Understanding Vision Transformers
Overview
I was taking part in the ISIC 2024 challenge when I got stuck training a ResNet50 model that it started overfitting. My score at this point was 0.142. To be at the the top I had to beat the score 0.188. While scouring the internet for any new model I came across Vision Transformers. I was honestly surprised that transformer architecture could be applied to images. I came across this interesting paper called "An Image is Worth 16x16 Words: Transformers for Image Recognition at Scale"
About the Paper
We know that the Transformer architecture has become the norm for Natural Language Processing(NLP) tasks. Unlike in NLP tasks in conjunction with attention we also have convoluitonal networks. However, this paper demonstrates that convolitonal networks need not be applied and a pure transformer architecture applied on a sequence of image patches can perform image classification tasks really well provided that its pre-trained on large amounts of data.
Basic Theory of Vision Transformers
The Vision Transformer architecture has been inspired by the successes of the Transformer successes in NLP. The first step to create a Vision Transformer is to split an image into patches. We now generate the position of these patches and then generate embeddings for them. Let us consider dimensional tranformation that is taking place here.

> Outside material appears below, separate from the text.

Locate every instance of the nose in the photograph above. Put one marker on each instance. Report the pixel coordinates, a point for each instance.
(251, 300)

Our original image X had the dimenstion HxWxC. Where H is height and W is the width of the images and C is the channel. Since, we are dealing with RGB images the C will be 3.
After fetching the patches, we get the following dimensions NxPxPxC.

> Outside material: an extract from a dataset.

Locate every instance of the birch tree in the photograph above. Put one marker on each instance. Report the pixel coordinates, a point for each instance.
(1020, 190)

Where N is the number of patches in an image.
To calculate it N = \(\frac{H * W}{P*P}\)
Now, we flatten the aforementioned patches and project them via a dense layer to have a dimension D whic his known as the constant latent vector size D. Then we add the patch embeddings and the positional embeddings to retain some of the position information. The postional information is in 1D and not 2D since no performance gain was observed.
This output is forwarded through the some layers of the transformer blocks.
The transformer enocder block is composed of alternating layers of multiheaded self attention and MLP blocks. Layer Norm is applied before every block i.e. before an attention or MLP block and a residual connection is created after every block.
It is to be noted that Vision Transformers have much less inductive bias than CNNs. Inductive biases are assumptions we make about a data set. For example we can assume the marks of students in a given subject to follow a gaussian distribution. CNN architectures inherently will have some biases due to the way they are structured. CNNs are structured to capture the local relationship between the pixels of an image. As CNNS get deeper the local feature extractors help tp extract the global features. In Vit only the MLP layers are local and translationally equivariant while the self attention layers are global. An hybrid version of ViT also exists where CNN is applied to extract the feature maps and then forward to the Transformer encoder block.
Is it better than CNNs?
In the paper ViT can only perform classification tasks and not Segmentation or detection tasks but it still matches or outperforms CNNs and introduces a parallelism with multihead self attention. ViT will only perform better with pre-training and requires more epochs.